What’s wrong with hover boards and what to do if you’ve got one?
Hover boards are one of the hottest new toys to have come out of 2015. Many people have one and even more people want one. So why is it, that Amazon suddenly stopped selling hover boards, and why are they telling their customers to get rid of them if they already have one?
It has been reported that Amazon sent thousands of emails to all customers who purchased a hover board, stating that it is advisable for the hover board to be taken to the nearest recycling facility. Amazon cited safety reasons for this action.
Since Amazon’s decision, John Lewis and Argos have followed suit, and have stopped stocking Segway items for sale.
If you have a hover board, you may be wondering what is so wrong with them, and what you should do if you have been advised to throw away 2015’s most celebrated gadget toy.
It has been reported that hover boards can catch fire due to faulty wires, rechargeable batteries, and the charges that come up with them. According to trading standards, many of the hover boards come with the charges that do not have fuses in their plug, have faulty cables, and even have faulty charges that have been known to overheat and even catch fire. According to the agency, 88% of the 15,000 hover boards that have been seized across the UK were faulty in some way.
At least three house fires were caused in October this year by hover boards in a space of just 10 days, according to the London Fire Brigade.
A Government warning has been issued advising customers against purchasing these gadgets amidst fears that imitation or cheaper copies are all too easy to pick up.
But I already bought one!
If you already have purchased a hover board, for a Christmas present for example, it is important that you contact the retailer to get a written statement from them that the board you have purchased is safe. If you use a board that has not been certified as safe, your home insurance may not cover any damage it may cause. The written assurance will also give you peace of mind.

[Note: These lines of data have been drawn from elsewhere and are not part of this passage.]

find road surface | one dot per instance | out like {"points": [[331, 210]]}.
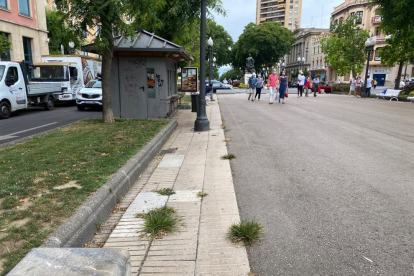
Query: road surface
{"points": [[27, 122], [331, 179]]}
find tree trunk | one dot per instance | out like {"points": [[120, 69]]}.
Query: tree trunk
{"points": [[107, 114], [397, 83]]}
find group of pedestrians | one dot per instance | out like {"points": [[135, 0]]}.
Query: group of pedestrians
{"points": [[357, 84], [277, 85]]}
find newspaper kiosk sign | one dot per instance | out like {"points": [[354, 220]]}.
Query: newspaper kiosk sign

The retail ombudsman is responsible for resolving disputes between retailers and customers. They have explicitly I’ve advised that the shops should not sell hover boards unless they can prove that they are safe.
If you find out that you’re board cannot be guaranteed to be safe, you are entitled to a refund. If you struggle to get a refund, or if the shop will not honor your request, then there are a number of agencies that you can contact. Your local citizens advice bureau is your first port of call and you cant let them know about any issues you have experienced, or you can inform them of any fake boards that are still being sold.
One the key piece of information that trading standards is trying to put out there, is that clover shaped plugs seem to be one of the main tell tale signs that the board is a fake. You should also avoid boards that seem to be extremely cheap. Just because you are getting a bargain does not mean that it is a good deal.